No, Justice Gorsuch Did Not Say Hundreds Of Thousands Die From Flu Each Year
After the argument over the Biden Administration’s vaccine mandates before the Supreme Court, many on the left condemned Justice Neil Gorsuch for spreading disinformation on flu fatalities. This criticism seemed to grow after the three liberal justices on the Supreme Court were themselves criticized for false or misleading statements about Covid-19. In reality, Gorsuch was correct in his statement on flu rates despite attacks that are continuing by liberal commentators and bloggers. (For full disclosure, I testified in favor of Gorsuch’s confirmation before the Senate).
Gorsuch was accused of making a false statement during the argument over an emergency appeal over the Occupational Safety and Health Administration’s (OSHA) vaccine mandate. In his questioning of the Solicitor General, Gorsuch noted:
“The flu kills, I believe, hundreds, thousands of people every year.”
Many of us listened to arguments live due to the audio access allowed by the Court. It was played on multiple networks and Internet sites.
However, the statement was reported as “The flu kills, I believe, hundreds of thousands of people every year.”
The response was Pavlovian with press pile-on.
MSNBC regular and Above the Law writer Elie Mystal went all caps and was even able to attack Fox News at the same time: “NO IT DOES NOT. STOP GETTING YOUR MEDICAL STATS FROM FOX NEWS.”
Mystal later tweeted:
“I know Gorsuch, nor any conservative, nor any “omg I’m bored and want to go to the movies” person, will APOLOGIZE for their consistent Covid misinformation, but Covid is ORDERS OF MAGNITUDE more deadly then the GODDAMN FLU.”
The official court transcripts confirm that Gorsuch got his facts right. Mystal (who has a history of inflammatory writings) later admitted that Gorsuch said hundreds or thousands die from flu each year. However, he insisted that in all caps again that statement “IS ALSO WRONG.”
Thousands do die each year. Indeed, if anything, Gorsuch was being . . . well . . . too conservative. It is tens of thousands which only supports his argument that, despite such a large number of deaths, OSHA has not previously used this authority to mandate a flu vaccine for all workplaces with over 100 employees.
Nevertheless, the false accusation against Gorsuch is still raging across the Internet. Sites still have livid condemnations posted over a statement that Gorsuch did not actually make:
“The flu statement is patently false even though it is taken as gospel in right-wing media. Is this what conservative SCOTUS justices have stooped to? Repeating right-wing disinformation when hearing and deciding on monumental cases that affect the lives of millions of people?”
The same outrage by Mystal and others, however, was not expressed over Justice Sotomayor overstating Covid cases of children by over 20 times. Mystal did not go all caps to declare “STOP GETTING YOUR MEDICAL STATS FROM MSNBC NEWS.”

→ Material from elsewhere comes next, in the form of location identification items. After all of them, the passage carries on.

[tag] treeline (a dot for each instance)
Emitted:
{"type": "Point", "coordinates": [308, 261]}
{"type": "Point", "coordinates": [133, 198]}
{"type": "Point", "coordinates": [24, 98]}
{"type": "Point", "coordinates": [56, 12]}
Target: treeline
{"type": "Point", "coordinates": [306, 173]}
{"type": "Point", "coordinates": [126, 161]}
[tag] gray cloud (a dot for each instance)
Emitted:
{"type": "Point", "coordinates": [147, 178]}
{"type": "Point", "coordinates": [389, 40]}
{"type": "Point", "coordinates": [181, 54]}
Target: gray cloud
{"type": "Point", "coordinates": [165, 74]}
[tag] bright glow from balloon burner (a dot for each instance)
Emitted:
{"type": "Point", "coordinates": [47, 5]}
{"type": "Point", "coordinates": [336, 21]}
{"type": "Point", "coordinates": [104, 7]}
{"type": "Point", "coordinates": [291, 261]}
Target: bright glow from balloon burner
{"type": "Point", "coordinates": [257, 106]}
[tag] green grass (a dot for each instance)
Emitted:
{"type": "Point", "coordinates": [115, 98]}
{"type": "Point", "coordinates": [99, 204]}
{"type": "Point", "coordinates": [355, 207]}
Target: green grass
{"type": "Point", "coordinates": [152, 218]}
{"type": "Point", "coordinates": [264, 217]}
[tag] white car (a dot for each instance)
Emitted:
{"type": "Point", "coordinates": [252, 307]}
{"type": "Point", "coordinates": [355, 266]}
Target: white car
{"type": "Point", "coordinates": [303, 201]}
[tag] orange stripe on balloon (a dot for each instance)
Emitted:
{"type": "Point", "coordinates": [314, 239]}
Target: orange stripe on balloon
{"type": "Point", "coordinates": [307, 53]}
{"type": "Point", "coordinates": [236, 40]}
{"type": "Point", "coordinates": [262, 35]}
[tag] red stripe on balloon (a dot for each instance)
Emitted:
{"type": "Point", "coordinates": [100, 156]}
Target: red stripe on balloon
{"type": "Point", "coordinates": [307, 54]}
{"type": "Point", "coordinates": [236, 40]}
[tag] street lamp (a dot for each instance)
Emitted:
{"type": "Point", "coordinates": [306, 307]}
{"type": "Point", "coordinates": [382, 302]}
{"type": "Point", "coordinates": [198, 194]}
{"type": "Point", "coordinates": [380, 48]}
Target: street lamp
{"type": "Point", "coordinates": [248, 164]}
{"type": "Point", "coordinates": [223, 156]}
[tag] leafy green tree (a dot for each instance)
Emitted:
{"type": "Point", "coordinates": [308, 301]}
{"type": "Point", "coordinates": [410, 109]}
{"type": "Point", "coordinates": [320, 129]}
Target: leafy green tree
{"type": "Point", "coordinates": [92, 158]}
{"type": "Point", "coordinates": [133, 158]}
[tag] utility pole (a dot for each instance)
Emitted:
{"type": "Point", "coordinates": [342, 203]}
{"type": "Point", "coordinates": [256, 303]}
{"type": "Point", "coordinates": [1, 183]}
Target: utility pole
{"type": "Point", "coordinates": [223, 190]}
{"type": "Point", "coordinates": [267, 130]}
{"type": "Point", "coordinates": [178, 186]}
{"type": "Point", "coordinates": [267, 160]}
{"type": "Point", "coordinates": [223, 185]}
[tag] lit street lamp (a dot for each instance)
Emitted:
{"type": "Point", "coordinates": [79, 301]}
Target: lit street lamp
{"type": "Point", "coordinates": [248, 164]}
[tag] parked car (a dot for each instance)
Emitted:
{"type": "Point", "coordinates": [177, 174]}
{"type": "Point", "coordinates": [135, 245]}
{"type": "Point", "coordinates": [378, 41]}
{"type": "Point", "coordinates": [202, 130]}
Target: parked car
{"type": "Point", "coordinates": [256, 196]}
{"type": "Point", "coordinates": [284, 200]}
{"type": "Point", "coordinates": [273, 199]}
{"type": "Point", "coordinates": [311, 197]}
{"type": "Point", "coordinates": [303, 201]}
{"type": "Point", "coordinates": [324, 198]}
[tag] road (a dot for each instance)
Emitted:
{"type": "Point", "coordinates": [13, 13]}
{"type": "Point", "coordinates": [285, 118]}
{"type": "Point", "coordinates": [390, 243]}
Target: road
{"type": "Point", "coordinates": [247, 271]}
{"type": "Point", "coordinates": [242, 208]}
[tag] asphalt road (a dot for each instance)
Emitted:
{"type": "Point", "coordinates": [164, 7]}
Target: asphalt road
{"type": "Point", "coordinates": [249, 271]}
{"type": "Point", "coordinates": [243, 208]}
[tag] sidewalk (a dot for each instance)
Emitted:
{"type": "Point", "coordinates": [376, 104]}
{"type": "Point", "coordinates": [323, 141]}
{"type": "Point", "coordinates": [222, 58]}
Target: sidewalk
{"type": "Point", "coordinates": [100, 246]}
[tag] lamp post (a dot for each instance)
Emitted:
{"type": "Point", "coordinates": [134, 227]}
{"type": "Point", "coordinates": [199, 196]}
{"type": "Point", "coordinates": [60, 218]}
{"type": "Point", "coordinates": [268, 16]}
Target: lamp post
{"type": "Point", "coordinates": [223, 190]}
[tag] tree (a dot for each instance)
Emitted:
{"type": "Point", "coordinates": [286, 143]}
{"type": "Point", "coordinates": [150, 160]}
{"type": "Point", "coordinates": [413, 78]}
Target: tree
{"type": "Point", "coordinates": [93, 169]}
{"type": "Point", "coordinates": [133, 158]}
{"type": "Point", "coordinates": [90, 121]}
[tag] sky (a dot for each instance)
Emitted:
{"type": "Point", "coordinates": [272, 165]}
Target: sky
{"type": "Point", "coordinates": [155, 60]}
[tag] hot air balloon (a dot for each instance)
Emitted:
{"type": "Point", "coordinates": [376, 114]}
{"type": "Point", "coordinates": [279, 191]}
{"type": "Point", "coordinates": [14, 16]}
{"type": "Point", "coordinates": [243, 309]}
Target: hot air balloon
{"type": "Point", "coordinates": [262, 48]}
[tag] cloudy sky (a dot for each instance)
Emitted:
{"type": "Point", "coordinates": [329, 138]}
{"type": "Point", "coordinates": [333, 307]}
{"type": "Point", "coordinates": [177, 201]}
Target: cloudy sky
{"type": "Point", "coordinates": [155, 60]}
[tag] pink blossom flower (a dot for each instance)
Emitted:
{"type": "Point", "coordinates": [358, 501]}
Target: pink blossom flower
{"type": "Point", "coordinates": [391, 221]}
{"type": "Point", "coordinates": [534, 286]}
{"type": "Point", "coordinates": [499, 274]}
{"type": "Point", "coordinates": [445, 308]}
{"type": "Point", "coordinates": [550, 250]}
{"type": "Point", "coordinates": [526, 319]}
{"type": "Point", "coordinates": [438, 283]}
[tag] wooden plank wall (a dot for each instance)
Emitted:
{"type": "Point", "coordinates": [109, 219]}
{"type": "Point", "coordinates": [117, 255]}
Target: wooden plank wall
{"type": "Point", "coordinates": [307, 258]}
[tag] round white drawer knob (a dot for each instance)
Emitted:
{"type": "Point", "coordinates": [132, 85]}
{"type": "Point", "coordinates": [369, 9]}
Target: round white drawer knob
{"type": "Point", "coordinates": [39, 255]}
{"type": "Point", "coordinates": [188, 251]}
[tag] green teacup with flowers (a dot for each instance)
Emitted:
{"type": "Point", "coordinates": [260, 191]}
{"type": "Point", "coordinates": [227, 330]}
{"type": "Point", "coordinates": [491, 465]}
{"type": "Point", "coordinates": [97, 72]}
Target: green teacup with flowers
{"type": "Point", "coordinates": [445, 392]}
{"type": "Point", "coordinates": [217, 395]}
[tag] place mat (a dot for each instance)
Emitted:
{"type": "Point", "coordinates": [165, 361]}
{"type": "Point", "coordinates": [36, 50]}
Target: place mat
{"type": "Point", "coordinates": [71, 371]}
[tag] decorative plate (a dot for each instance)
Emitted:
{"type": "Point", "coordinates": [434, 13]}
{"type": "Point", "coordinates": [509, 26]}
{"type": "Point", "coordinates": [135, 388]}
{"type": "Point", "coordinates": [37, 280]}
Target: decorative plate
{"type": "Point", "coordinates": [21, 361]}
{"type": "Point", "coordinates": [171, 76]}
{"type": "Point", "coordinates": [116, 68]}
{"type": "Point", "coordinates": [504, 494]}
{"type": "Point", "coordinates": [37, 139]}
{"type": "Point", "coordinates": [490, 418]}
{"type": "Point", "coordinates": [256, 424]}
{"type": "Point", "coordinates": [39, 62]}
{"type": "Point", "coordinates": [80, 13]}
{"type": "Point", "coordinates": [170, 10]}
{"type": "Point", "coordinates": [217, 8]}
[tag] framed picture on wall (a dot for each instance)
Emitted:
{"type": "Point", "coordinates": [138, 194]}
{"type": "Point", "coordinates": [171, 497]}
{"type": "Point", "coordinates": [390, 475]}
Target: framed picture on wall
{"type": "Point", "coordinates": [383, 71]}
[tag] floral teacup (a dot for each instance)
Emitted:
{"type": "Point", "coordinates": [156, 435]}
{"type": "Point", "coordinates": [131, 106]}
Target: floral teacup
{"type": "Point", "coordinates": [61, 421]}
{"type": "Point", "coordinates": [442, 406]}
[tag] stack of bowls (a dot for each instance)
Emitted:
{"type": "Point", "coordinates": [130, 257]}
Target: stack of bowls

Justice Sotomayor made a wildly false statement about the rate of children with serious conditions from Covid-19. She claimed that “Omicron is as deadly as Delta and causes as much serious disease in the unvaccinated as Delta did.”
Sotomayor also claimed that “we have over 100,000 children, which we’ve never had before, in serious condition, and many on ventilators.” The argument was used as a basis for arguing that the Court should just defer to the agency (and the national mandate). The statement quickly drew “four Pinocchios” from the Washington Post.
The fact is that even justices make mistakes and this is a venial, not a mortal sin. As I said previously, I do not think for a second that these justices intentionally misstated these statistics.
The interesting thing is not the errors themselves but the fact that these statistics were being offered to oppose substantive judicial review in favor of sweeping deference to the agencies. Such factual errors on the rate or costs of Covid was more damaging to the left than the right of the Court in their respective arguments.
The false statements were offered as a type of “judicial notice” of the urgency of the mandates — and their undeniable necessity. The errors undermined the credibility of the justices in arguing for agency deference. This decision affects the very lives and livelihoods of 100 million workers. It was hardly reassuring for those workers and their employers to hear the justices basing their arguments on highly dubious or clearly false data.
Conversely, the rate of flu or Covid deaths was not critical to the arguments being raised by the conservative justices. They all acknowledged how serious this pandemic continues to be for the country. (All of the justices are vaccinated). Rather they were questioning who should make this decision and whether this is a “major question” that should be addressed by Congress.